Belted Galloway
From Golden Howe Farms, UK
*Johnstown Tribune-Democrat
June 13, 2010
as "Co-Worker Giddy Over Galloways"
Copyright © 2010 by Ralph Couey
Written material only
I am a pet person. Like so many others, I have come to enjoy having that cute little furball around the house to greet me excitedly at the door, take me for walks around the neighborhood, and lie quietly beside me as we both gaze hypnotically into the flames of a warm fireplace on a cold winter’s eve. I’ve heard that people with all manner of initials after their names have said that it’s good for humans to have something to take care of because it draws us out of our self-protective shell as well as helping to make us feel needed.
Most of us have settled on dogs and cats, although birds, snakes, gerbils, and iguanas are among the list of creatures we have adopted into our homes and taken into our hearts.
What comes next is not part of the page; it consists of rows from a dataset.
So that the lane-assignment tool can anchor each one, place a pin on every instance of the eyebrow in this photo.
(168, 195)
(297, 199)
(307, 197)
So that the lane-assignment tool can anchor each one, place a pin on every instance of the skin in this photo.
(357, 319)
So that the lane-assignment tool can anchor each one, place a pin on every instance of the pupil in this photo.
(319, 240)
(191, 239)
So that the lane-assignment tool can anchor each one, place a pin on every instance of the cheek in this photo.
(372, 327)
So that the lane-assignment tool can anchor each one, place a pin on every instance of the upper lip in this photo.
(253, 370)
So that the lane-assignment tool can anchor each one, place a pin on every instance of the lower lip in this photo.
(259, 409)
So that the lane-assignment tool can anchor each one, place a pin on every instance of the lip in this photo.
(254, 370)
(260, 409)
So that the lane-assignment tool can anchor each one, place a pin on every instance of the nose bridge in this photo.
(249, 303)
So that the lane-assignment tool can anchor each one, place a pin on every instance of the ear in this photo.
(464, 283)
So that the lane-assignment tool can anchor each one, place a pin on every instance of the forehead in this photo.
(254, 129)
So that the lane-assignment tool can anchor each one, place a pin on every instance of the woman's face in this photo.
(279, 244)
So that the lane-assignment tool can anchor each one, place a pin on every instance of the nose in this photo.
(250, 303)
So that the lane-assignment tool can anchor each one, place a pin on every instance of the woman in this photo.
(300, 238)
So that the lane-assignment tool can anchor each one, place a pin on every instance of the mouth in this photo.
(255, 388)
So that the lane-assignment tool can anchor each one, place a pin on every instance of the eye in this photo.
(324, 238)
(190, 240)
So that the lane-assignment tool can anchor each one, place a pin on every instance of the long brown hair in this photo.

Occasionally, you hear of someone who has something creepy like a tarantula, or something scary like a lion, but for the most part, pet people are normal humans.
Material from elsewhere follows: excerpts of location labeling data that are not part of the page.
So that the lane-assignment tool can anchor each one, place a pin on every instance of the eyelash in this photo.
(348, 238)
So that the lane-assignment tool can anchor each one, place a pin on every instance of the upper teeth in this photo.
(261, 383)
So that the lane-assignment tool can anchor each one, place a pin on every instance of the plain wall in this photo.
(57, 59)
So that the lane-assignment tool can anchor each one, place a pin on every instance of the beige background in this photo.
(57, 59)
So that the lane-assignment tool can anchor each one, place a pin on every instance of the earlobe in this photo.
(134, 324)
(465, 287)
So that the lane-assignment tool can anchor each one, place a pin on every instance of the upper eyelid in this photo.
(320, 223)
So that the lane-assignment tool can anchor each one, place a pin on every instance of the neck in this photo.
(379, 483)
But last month I realized just how far afield this pet thing can go.
One morning, a co-worker be-bopped into work. She was smiling and laughing, coming close to actually dancing an Irish jig. For a few brief moments, I thought she had won the lottery. But unbidden, she exclaimed, “We got ‘em!”
Got what?
“Our cows!”
My co-worker and her husband own a spread out west (Westmont, actually) called JayRaphie Farms on which they’ve run horses for several years. Those horses have often graced the front page of this newspaper. But now they’ve added a small herd of some of the oddest-looking critters on four legs.
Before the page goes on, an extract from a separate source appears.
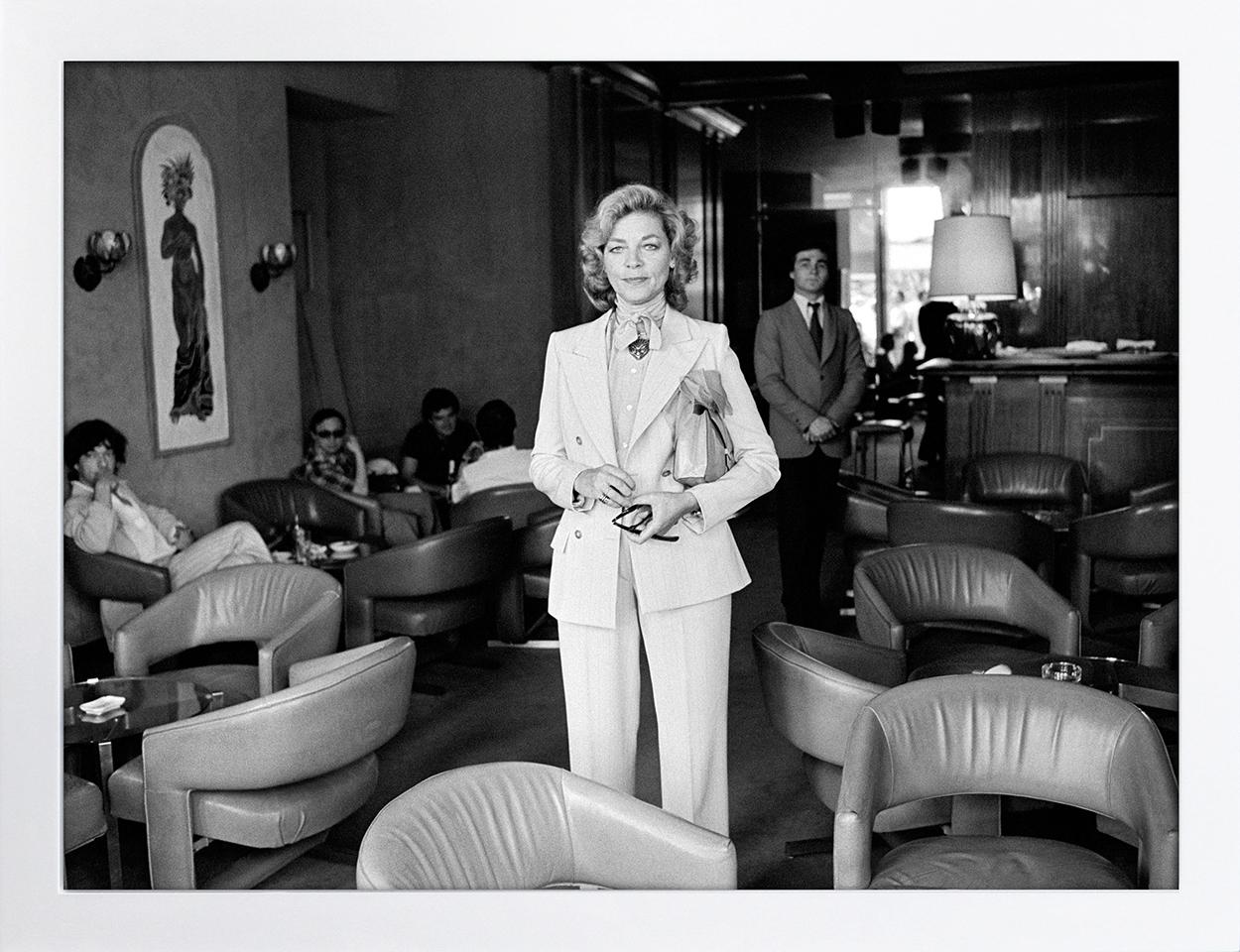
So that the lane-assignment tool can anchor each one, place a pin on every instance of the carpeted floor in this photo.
(515, 710)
They’re called Belted Galloways. The breed comes from southwest Scotland and was bred to flourish on the relatively poor pasturage of that region. They are naturally polled, and except for their longish hair are perfectly normal cows. Except for their coloration.
Belted Galloways are also known as “Oreo cows.” They have three vertical stripes, black-white-black, mostly so symmetrical that you’d swear they must have been painted. They’re pretty rare around here, although there is a herd across from the Tractor Supply store in Somerset. The news that they were now proud owners of a small herd spread rapidly through the office. People were excited, one person literally jumping up and down in glee.
While I’m always delighted to see people happy, I was still puzzled.
I once worked summers for a man who owned several cattle ranches in western Texas and New Mexico, running Herefords, Angus, Charolais, and Brahmas. It was long hours and hard work but in many ways, the best job I’ve ever had. Out there, cattle are business. You buy them for one of three reasons: Milkin’, eatin’ or breedin.’
But this isn’t Texas or New Mexico; it’s Pennsylvania. And things are just different here.
These two folks are successful business people. They possess the mandatory strength to make decisions and the necessary pragmatism to make sure they’re good decisions. So if one owns a farm and wants to run cattle on that farm, that’s a good, pragmatic business decision.
But the more I listened to her coo over her cows, I began to realize that this wasn’t necessarily a business decision.
These cows had become pets.
I was curious, so one Saturday afternoon, my wife and I jumped on the motorcycle and went for a ride. It was my regular loop, out route 31 to Donegal, up 711 and 271 over Laurel Ridge, and into the Western reaches of Johnstown before returning on 985. But this time, I turned on Fender road and there, right next to the fenceline, stood all thirteen family pets, up close and personal. I looked them over with my New Mexico cattleman’s eye, but the more I looked, the less pragmatic I got. Grudgingly, I had to admit it. They were…well…you know…sorta…okay, cute.
There. I said it.
And I’m not surrendering my Cattlemen’s Association card, either.
“God loves wondrous variety,” as Robin Hood’s Moorish friend once said, so who am I to question a person’s motives with regards to a member of the animal kingdom? After all, we treat our Tweeter like a human child instead of the canine fluffball of uncertain parentage that he is. But having lived with pets my whole life, there’s one aspect of that life that I’m sure the good folks at JayRaphie farms will be spared.
When the lights go out at night, there likely won’t be a Belted Galloway curled up on the foot of their bed.